If your employee is off work after an accident that isn’t their fault this can cause untold problems for you and your business.
At the very least, you may want to do the right thing by your valued staff member and ensure that they are paid during any time off – but you should protect your business’s interests when doing so.
You can do this by ensuring that you have included a clause in your standard contracts of employment that creates the obligation on the employee to recover in their compensation claim any company sick pay which is over and above the statutory minimum entitlement.
Where you do not have such a pre-existing term, known as a ‘recoupment clause’, it is still possible to make an ex gratia payment to the employee for any amount, with the staff member being obliged to recover the sum voluntarily paid. However, you will have to ensure that this is properly drawn-up and the employee is able to seek independent advice on the agreement to ensure it is legally binding.
It would be preferable not to have to get into this discussion with your employee when they are likely to be recovering from a traumatic event or injury so a good tip would be to ensure that the recoupment clause is both incorporated and highlighted to the employee on commencement of employment with the business and again when you are notified of the absence and the reason for same.
If you find that you need to now amend your contracts to include the term, you should ensure that you send all employees a copy of the changes that have been made so that they are fully aware of them and how your policies will operate in the future.

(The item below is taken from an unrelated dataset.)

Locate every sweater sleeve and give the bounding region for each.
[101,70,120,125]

When our specialist Personal Injury team is instructed by a client to pursue the recovery of damages resulting from an accident, we have to ensure that all losses that have been incurred by the victim of the incident are fully recovered.
Where a person has been unable to work following an injury, the solicitor representing them should check with the employer if any monies paid are to be claimed from the person who caused the injury or to confirm the amount of any loss of earnings claim.
In practice, it is the sum paid by the employer less statutory sick pay that is included in the calculation of the losses claimed. It would be useful to discuss with your accountant a standard approach to confirming the extent of the losses that have been incurred so that you can present the information in as clear a format as possible so as to minimise disputes and ensure a full recoupment is achieved as promptly as possible.
If you are in any doubt about your obligations and arrangements you should always seek specialist legal advice.